Today’s the first day of fall, but it’s been hot and still quite summer-like in northern Colorado, so I’m still feeling every much in summer mode. It’s all most a month late, but I’m finally getting around to sharing our last camping trip for summer, which as at Eleven Mile State Park. This was an interesting trip for us because there were no trees at our campsite. Normally we tend to gravitate toward wooded, more private camping spots, but Chris booked this trip for the water, and we were able to visit some caves in Colorado Springs on the way home.
I won’t say that I loved the spot we were in, but we all had a good time.
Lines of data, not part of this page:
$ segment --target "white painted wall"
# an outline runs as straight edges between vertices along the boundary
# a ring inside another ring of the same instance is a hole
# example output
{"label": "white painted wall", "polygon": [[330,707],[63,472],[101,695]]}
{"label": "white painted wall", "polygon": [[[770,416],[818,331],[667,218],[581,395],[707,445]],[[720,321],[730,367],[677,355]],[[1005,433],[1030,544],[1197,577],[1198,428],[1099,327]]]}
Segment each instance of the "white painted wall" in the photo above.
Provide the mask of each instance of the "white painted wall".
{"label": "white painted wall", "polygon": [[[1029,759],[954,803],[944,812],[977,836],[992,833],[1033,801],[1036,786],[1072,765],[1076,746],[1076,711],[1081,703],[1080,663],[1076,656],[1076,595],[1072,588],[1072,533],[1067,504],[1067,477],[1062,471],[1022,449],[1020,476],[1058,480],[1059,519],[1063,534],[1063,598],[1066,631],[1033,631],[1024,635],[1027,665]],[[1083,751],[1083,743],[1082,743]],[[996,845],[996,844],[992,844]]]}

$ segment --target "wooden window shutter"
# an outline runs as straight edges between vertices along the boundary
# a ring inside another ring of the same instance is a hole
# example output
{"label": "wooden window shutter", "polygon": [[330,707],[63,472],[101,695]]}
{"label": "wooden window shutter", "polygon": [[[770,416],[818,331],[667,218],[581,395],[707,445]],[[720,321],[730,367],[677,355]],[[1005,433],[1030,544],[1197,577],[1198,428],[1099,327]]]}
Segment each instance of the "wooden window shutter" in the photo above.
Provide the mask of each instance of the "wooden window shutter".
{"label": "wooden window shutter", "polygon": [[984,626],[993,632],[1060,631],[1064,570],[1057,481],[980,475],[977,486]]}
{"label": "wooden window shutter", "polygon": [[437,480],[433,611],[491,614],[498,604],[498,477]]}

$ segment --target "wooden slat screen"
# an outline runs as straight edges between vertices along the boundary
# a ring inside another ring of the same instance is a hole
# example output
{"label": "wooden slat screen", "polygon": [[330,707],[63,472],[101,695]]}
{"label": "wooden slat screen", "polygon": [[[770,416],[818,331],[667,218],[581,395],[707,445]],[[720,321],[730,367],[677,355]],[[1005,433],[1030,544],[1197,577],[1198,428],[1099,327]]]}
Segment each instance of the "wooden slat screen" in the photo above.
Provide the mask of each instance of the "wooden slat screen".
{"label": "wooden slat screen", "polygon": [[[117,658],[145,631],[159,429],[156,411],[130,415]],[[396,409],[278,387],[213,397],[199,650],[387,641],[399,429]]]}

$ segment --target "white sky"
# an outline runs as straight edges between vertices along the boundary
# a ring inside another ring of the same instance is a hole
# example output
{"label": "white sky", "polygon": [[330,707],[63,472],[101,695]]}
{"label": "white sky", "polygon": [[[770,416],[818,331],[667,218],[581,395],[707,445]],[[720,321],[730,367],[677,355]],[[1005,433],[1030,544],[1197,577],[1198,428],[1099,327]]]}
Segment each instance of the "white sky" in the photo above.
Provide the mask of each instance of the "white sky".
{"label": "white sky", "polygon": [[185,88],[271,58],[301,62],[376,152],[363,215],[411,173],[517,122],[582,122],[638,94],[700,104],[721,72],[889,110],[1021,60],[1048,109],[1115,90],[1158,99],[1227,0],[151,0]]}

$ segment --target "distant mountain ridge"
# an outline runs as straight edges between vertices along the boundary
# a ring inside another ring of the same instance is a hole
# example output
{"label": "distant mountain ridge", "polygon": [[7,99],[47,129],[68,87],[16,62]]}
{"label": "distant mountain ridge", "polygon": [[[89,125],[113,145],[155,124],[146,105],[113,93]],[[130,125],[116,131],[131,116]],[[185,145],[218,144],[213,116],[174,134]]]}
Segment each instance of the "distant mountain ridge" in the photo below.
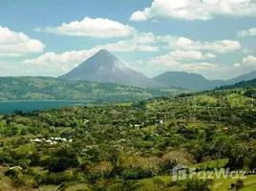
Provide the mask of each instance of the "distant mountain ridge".
{"label": "distant mountain ridge", "polygon": [[201,74],[185,72],[166,72],[153,79],[165,87],[181,87],[190,91],[203,91],[212,90],[221,86],[233,85],[253,78],[256,78],[256,71],[229,80],[209,80]]}
{"label": "distant mountain ridge", "polygon": [[229,89],[236,89],[236,88],[255,88],[256,87],[256,78],[248,80],[248,81],[240,81],[233,85],[226,85],[221,86],[218,88],[219,90],[229,90]]}
{"label": "distant mountain ridge", "polygon": [[90,82],[114,82],[133,86],[160,86],[144,74],[125,66],[107,50],[100,50],[61,79]]}
{"label": "distant mountain ridge", "polygon": [[201,74],[185,72],[166,72],[153,79],[166,87],[181,87],[191,91],[214,89],[224,82],[224,80],[208,80]]}
{"label": "distant mountain ridge", "polygon": [[112,82],[140,87],[180,87],[189,91],[203,91],[256,78],[256,71],[229,80],[209,80],[201,74],[185,72],[166,72],[149,78],[125,66],[107,50],[99,50],[95,55],[59,78],[74,81]]}
{"label": "distant mountain ridge", "polygon": [[141,88],[116,83],[67,81],[54,77],[0,77],[0,101],[85,100],[130,102],[184,93],[181,89]]}

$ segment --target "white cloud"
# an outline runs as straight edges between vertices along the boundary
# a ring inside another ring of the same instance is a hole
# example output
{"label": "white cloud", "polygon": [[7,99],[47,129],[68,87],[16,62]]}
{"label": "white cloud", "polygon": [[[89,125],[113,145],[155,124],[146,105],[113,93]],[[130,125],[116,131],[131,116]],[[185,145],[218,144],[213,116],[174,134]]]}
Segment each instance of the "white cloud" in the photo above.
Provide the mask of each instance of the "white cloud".
{"label": "white cloud", "polygon": [[117,43],[99,45],[90,50],[70,51],[62,53],[46,53],[34,59],[26,59],[23,63],[34,66],[44,66],[55,70],[58,73],[67,73],[84,60],[94,55],[100,49],[107,49],[110,52],[158,52],[159,48],[147,44],[136,43],[135,40],[120,40]]}
{"label": "white cloud", "polygon": [[44,44],[39,40],[0,26],[0,56],[20,56],[24,53],[41,53],[44,48]]}
{"label": "white cloud", "polygon": [[234,67],[239,69],[256,70],[256,57],[253,55],[244,57],[241,63],[234,64]]}
{"label": "white cloud", "polygon": [[249,30],[240,31],[240,32],[238,32],[237,35],[239,37],[256,36],[256,28],[251,28]]}
{"label": "white cloud", "polygon": [[254,69],[256,69],[256,57],[252,56],[252,55],[248,55],[247,57],[245,57],[243,59],[243,64],[246,67],[253,67]]}
{"label": "white cloud", "polygon": [[136,11],[131,16],[130,20],[133,21],[145,21],[147,20],[147,17],[144,15],[142,11]]}
{"label": "white cloud", "polygon": [[158,17],[209,20],[215,16],[256,17],[253,0],[154,0],[150,8],[134,12],[130,20]]}
{"label": "white cloud", "polygon": [[164,56],[170,56],[177,60],[197,60],[216,57],[213,53],[203,54],[198,51],[174,51]]}
{"label": "white cloud", "polygon": [[98,38],[124,37],[132,35],[136,30],[117,21],[104,18],[92,19],[85,17],[81,21],[62,23],[58,27],[35,29],[36,32],[45,32],[60,35],[92,36]]}
{"label": "white cloud", "polygon": [[193,41],[185,37],[180,37],[176,41],[169,42],[170,48],[182,50],[205,50],[216,53],[230,53],[241,49],[241,44],[233,40],[222,40],[213,42]]}
{"label": "white cloud", "polygon": [[98,49],[95,48],[84,51],[65,52],[59,54],[55,53],[46,53],[34,59],[26,59],[23,63],[52,68],[53,71],[58,70],[59,74],[64,74],[91,57],[97,51]]}

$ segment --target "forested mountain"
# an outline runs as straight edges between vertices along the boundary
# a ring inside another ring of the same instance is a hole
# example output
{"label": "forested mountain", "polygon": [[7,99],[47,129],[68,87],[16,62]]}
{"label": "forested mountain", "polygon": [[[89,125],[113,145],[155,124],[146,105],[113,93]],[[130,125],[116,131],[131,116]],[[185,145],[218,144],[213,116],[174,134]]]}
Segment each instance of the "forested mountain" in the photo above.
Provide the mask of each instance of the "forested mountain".
{"label": "forested mountain", "polygon": [[209,80],[198,74],[166,72],[153,79],[165,87],[181,87],[190,91],[212,90],[220,86],[233,85],[240,81],[256,78],[256,71],[229,80]]}
{"label": "forested mountain", "polygon": [[236,84],[229,85],[229,86],[222,86],[218,88],[219,90],[228,90],[228,89],[235,89],[235,88],[249,88],[249,87],[256,87],[256,78],[248,81],[240,81]]}
{"label": "forested mountain", "polygon": [[0,116],[0,190],[254,191],[256,107],[245,93]]}
{"label": "forested mountain", "polygon": [[208,80],[201,74],[184,72],[166,72],[153,79],[165,87],[182,87],[190,91],[210,90],[224,82],[223,80]]}
{"label": "forested mountain", "polygon": [[160,84],[156,83],[144,74],[125,66],[107,50],[100,50],[59,78],[104,83],[115,82],[143,87],[160,86]]}
{"label": "forested mountain", "polygon": [[67,81],[53,77],[0,77],[0,100],[90,100],[121,102],[173,96],[178,88],[158,89],[115,83]]}

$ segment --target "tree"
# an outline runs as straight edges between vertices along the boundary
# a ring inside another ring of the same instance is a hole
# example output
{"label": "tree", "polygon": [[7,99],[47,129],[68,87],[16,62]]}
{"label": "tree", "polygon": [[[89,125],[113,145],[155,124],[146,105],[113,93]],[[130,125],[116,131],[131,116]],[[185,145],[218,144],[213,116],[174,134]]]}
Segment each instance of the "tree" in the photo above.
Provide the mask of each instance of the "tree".
{"label": "tree", "polygon": [[235,184],[236,190],[239,191],[240,189],[244,187],[245,187],[244,181],[242,180],[237,180],[237,182]]}

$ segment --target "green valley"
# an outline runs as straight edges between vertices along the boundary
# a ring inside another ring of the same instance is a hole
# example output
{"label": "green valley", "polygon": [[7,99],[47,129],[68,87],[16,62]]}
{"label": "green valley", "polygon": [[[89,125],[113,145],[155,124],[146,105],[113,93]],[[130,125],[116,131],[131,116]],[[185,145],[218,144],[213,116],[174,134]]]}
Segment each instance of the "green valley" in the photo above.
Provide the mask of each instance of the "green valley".
{"label": "green valley", "polygon": [[[1,116],[0,190],[255,190],[252,90]],[[245,179],[199,179],[216,169]]]}

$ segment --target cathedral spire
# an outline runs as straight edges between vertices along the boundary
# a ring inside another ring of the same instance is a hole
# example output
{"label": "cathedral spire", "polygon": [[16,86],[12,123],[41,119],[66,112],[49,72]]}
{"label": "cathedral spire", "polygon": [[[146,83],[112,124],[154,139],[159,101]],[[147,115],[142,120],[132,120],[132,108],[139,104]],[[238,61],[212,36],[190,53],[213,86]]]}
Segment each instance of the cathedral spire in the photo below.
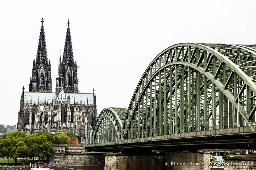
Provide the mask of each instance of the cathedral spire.
{"label": "cathedral spire", "polygon": [[62,77],[62,67],[61,67],[61,60],[60,57],[60,51],[59,53],[59,61],[58,69],[58,77]]}
{"label": "cathedral spire", "polygon": [[37,53],[35,64],[47,64],[47,52],[46,50],[45,38],[44,35],[43,23],[44,22],[42,18],[41,30],[40,31],[39,41],[38,42],[38,47],[37,49]]}
{"label": "cathedral spire", "polygon": [[32,79],[29,82],[29,91],[51,92],[51,61],[47,58],[43,19],[42,18],[37,53],[33,62]]}
{"label": "cathedral spire", "polygon": [[67,23],[68,23],[68,29],[66,34],[66,40],[64,46],[62,63],[63,65],[70,66],[74,64],[74,58],[72,43],[71,41],[70,29],[69,28],[69,24],[70,23],[69,22],[69,20],[68,20]]}

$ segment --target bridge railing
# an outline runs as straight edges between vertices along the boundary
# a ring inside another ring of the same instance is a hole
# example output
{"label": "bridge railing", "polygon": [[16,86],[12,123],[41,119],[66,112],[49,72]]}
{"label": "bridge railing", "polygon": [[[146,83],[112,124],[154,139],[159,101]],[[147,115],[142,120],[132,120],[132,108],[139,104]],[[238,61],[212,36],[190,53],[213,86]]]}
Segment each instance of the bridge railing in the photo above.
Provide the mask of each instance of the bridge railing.
{"label": "bridge railing", "polygon": [[90,146],[118,144],[140,142],[146,141],[153,141],[160,140],[175,140],[179,139],[189,138],[192,138],[207,137],[221,136],[227,136],[235,134],[256,133],[256,127],[254,126],[238,127],[231,128],[198,131],[190,132],[184,132],[175,133],[165,135],[157,136],[152,137],[143,137],[132,139],[119,139],[115,141],[108,141],[104,142],[95,143],[88,145]]}

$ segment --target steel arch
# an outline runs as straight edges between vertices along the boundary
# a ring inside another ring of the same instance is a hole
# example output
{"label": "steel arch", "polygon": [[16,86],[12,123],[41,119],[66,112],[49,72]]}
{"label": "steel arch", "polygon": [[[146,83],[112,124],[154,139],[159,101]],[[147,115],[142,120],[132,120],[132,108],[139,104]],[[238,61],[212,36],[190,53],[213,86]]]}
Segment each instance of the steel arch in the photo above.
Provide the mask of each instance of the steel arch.
{"label": "steel arch", "polygon": [[256,119],[256,45],[174,45],[149,65],[128,109],[101,112],[94,140],[250,125]]}
{"label": "steel arch", "polygon": [[125,108],[109,107],[103,109],[94,126],[93,137],[95,141],[105,142],[120,139],[127,112]]}
{"label": "steel arch", "polygon": [[217,108],[219,128],[249,124],[256,109],[256,47],[182,43],[163,50],[138,84],[124,137],[207,129],[211,117],[216,128]]}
We hiked a lot – I had 10 miles on my Fitbit by the end of Saturday – and the girls had their first kayaking experience thanks to a rental place on the reservoir. Then Saturday we packed up camp early and went caving which was also a fun discovery experience for the girls.
I think I have figured out what I loved so much about our camping trips, especially now that we’re back into fall routines and have been more than a month without camping… I love that they force me to slow down. Once every four weeks all summer long we would spend Friday morning packing up the car, then drive out somewhere remote where life was simple. We pitched a tent, set up camp with only the minimum of what we needed to survive, and just lived life according to our own rhythms. Spending weekends camping forced me to slow down and disconnect from the craziness that is the life as a small business owner and nonprofit founder. I got more sleep because I went to bed earlier instead of staying up late trying to cram in more work, and I didn’t feel like I was at the mercy of technology.
I’m still mostly pretty good about going screen-free on Sundays, although I have been occasionally falling back into the habit of checking in on social media/email after we put the girls to bed. What I’ve determined is that going screen-free for a single day isn’t enough. Experiencing the peacefulness of entire weekends disconnected has shown me that I need to work harder at making that be a given in my life, and finding more time to just be with my family and with myself.
I’m revisiting and adjusting a lot of goals for the end of this year, and our summer of camping trips was helpful in guiding us toward those new goals. I’m hoping that by next year there will be a lot more than three trips to post, and that our little family will have made significant progress toward our new fantasy lifestyle. For some reason the change of seasons always excites me and makes me feel like looking at life in a new way.
I’m wondering, does the change of seasons do that for you? Do you have goals for the rest of the year?